Today was cloudy with a bit of a cool wind but after having my lunch in the staffroom I decided to go on a walk of discovery instead of reading my current (rather depressing) book.

I headed down to the neighbouring park. Decades ago my parents and I (and bro) would take the dogs to the park for a walk on a Sunday sometimes (we took the dogs somewhere every Sunday). I followed the track through the bushy bit, over a bridge and then discovered the green grass and trees I’d spotted from the road above on my previous walk…

From then on it was a journey of amazed discovery. Clearings of beautiful mature trees … and a stream that was so clear you could actually see the bottom (so rare these days).
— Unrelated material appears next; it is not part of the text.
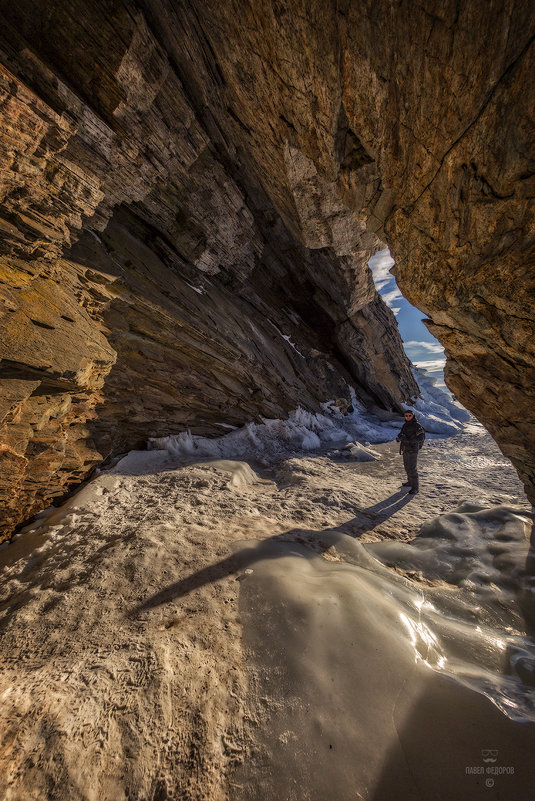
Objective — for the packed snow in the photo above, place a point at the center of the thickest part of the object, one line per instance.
(269, 615)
This didn’t exist, or at least wasn’t accessible, when I went to that park as a kid. It would have been perfect for Zara – she would’ve loved it, and all the picnics we could’ve had there, the visitors we could’ve shown… I feel ashamed that I hadn’t bothered to walk down to the park in all the time I’ve worked here. It was like a garden of Eden. I love trees and to be surrounded by so many in a park-like setting with no-one else around was pure bliss. I even saw a kingfisher.

On the way back I tried to figure out whether the familiar bit of the track was the end of our doggie excursions or whether the grassy clearings were created from bush we used to walk through. I walked in bafflement and surprise.

I will be planning more lunchtime trips there.